Real Time Communications in Web browser

W3C position paper, September 2010

Author: Philippe Le H├ęgaret, W3C

Introduction

While HTML has been widespread for more than 15 years now, its scope and its usage keeps expanding. It has been used and profiled in many environments, such as cellphones, televisions, tablets, or e-books. The attention around HTML5 keeps rising in the several, and not necessarily related, markets. Nowadays, HTML is becoming an application development platform, including for cloud computing, but it does beyond the Web or rich internet applications.

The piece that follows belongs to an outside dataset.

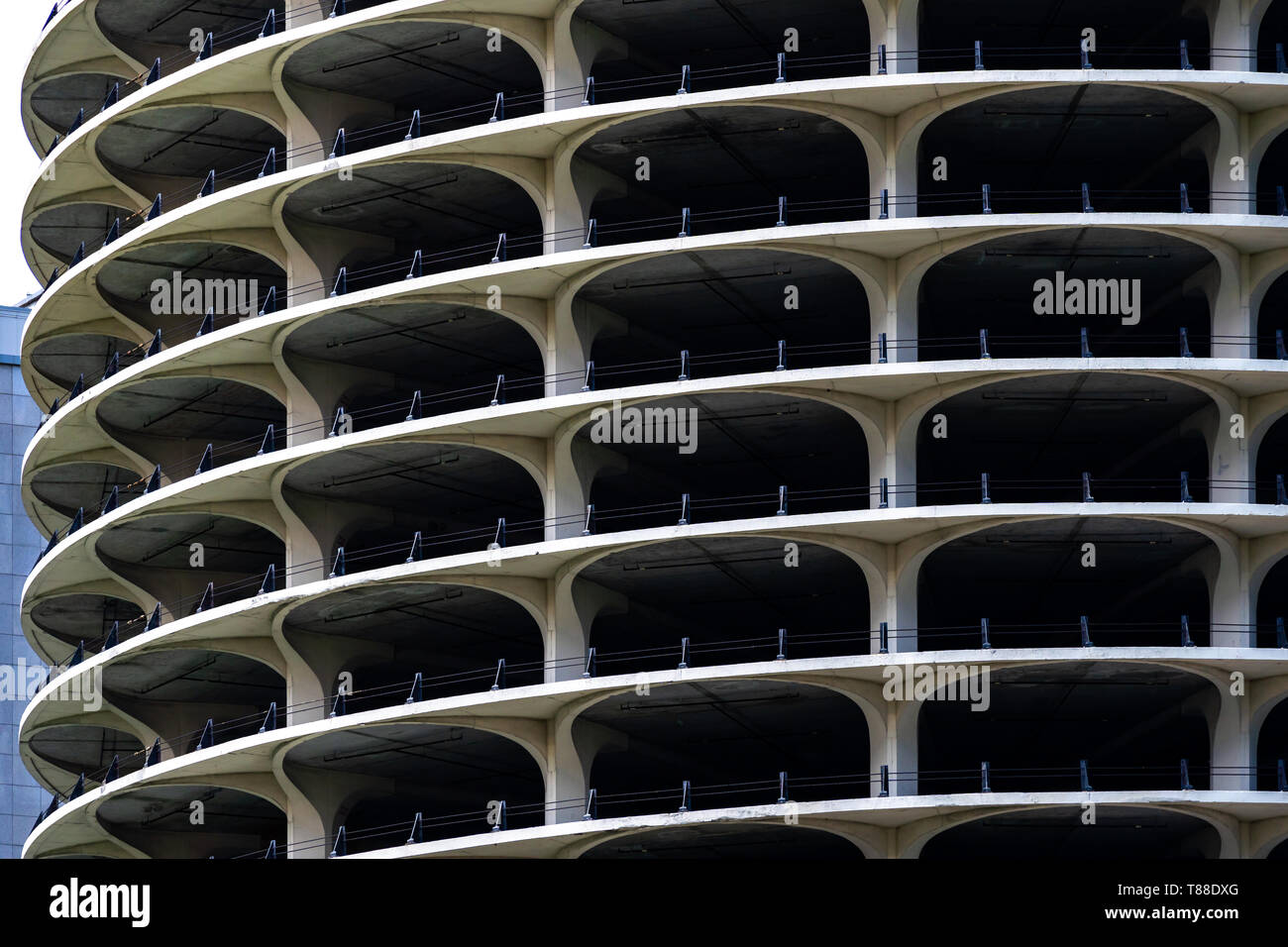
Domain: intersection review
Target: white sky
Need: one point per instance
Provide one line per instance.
(21, 31)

From the general audience point of view, HTML5 refers to a set of technologies that together form the future Open Web Platform. These technologies include the HTML5 specification itself but also CSS3, SVG, Geolocation, 2D API, Web Sockets, and others. The boundary of this set of technologies is informal and changes over time. Several standard organizations are building blocks for this platform:

Device APIs and Policy Working Group

W3C announced the creation of a Device APIs and Policy (DAP) Working Group to create client-side APIs that enable the development of Web applications and Web Widgets that interact with devices such as Camera or Microphone. Additionally, the group will produce a framework for the expression of security policies that govern access to security-critical APIs (see also the report from the December 2008 W3C workshop on Security for Access to Device APIs from the Web.

Privacy requirements

The DAP Working Group published several documents on requirements about Devices APIs, including on Device API Privacy Requirements.

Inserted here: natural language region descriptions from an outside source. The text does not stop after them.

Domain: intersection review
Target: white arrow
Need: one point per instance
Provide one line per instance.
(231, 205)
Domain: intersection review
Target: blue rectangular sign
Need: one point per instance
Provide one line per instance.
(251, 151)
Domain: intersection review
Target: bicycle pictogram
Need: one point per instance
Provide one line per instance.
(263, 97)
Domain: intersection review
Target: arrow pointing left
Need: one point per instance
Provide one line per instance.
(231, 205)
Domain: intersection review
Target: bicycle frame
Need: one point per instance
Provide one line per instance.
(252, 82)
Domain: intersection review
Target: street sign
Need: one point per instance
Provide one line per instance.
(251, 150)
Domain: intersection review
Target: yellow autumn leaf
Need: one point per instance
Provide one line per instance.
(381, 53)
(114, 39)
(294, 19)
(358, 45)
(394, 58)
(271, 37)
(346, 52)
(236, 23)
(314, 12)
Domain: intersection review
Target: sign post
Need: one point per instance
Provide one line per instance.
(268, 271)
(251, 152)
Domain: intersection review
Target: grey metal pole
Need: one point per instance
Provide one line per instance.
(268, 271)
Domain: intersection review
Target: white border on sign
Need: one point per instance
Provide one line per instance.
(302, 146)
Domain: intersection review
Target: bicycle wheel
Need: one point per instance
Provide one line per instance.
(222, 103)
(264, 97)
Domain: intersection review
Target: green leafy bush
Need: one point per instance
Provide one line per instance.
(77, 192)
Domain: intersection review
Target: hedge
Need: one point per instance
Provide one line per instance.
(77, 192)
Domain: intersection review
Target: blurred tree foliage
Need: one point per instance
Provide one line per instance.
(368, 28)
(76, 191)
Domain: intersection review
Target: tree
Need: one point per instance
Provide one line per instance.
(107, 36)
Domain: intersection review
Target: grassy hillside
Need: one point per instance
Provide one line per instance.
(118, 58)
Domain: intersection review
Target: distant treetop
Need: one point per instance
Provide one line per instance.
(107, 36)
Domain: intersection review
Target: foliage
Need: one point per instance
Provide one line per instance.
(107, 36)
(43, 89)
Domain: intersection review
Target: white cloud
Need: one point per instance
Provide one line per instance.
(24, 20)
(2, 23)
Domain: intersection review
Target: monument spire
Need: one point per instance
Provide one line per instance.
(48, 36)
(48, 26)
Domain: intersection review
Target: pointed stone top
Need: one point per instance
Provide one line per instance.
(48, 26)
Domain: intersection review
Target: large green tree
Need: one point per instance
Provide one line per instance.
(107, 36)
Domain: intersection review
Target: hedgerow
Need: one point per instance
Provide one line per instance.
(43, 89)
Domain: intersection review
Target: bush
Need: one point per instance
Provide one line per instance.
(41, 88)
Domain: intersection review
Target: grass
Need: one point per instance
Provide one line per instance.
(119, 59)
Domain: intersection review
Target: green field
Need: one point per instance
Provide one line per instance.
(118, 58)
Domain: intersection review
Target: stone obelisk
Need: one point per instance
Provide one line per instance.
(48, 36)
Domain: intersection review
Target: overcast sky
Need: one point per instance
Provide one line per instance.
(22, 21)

Among the privacy requirements, one should note:

Codecs and media files

Among the deliverables of the DAP Working Group, the HTML Media Capture specification is the most relevant here. It defines HTML form enhancements and an API that provide access to the audio, image and video capture capabilities of the device. The API gives access to the format and codecs used by the medium. As in the HTML5 specification, the HTML Media Capture specification is limited since it does not recommend baseline audio and video codecs. This is a known issue, due to licensing rights and use restriction associated with codecs, and the lack of consensus among the browsers vendors. Work is also happening within the W3C Web Application Working Group around a File API (see File API and File API: Writer). The MediaFile API builds on top of the File API. Those file APIs should also be relevant to further communication ehnancements, such as P2P or streaming.

Streaming

One of the current interest is to keep extending the scope of HTML application by handling real time communication, especially with regards to video/audio interaction. W3C and IETF are currenlty cooperating to develop Web Sockets: W3C is working on the Web Sockets API while IETF is working on the protocol layer. In any case, the HTML5 media resource may be adapted to contain the description necessary for handling adaptive and live streaming and no change is necessary at the HTML markup level. Ian Hickson is proposing to add a device element to HTML with an associated API. The HTML5 media API itself could be extended to accept a media stream. The Audio Incubator Group is already working at exposing underlying audio data to the Javascript layer. The underlying protocol may take advantage of the WebSocket protocol, a P2P protocol, or others if necessary.

Performance

The W3C started the Web Performance Working Group in August 2008 o provide methods to measure aspects of application performance of user agent features and APIs. The Resource Timing draft defines an interface for web applications to access timing information related to HTML elements. W3C is also investigating the creation of a Web Performance Interest Group dedicated to creating a faster user experience on the Web.

Security

Independently of the protocol used to communicate, the information needs to be subject to the origin policies applied by the user agent. For the moment, Web applications are restricted to same-origin policy, preventing scripts to exchange or access data. The Web Application Working Group is working on the Cross-Origin Resource Sharing as well as Uniform Messaging Policy, Level One, to enable cross-site communication.

Conclusion

W3C is interested in continuing to expand the reach of the Web platform. We do believe that there are at least needs to handle adaptive and live streaming and we're interested in providing proper API access to Web applications, and thus under the W3C Royalty-Free licensing requirements. We will continue to evaluate the situation around video and audio codecs as well, to try to resolve the existing limitations in the HTML5 specification.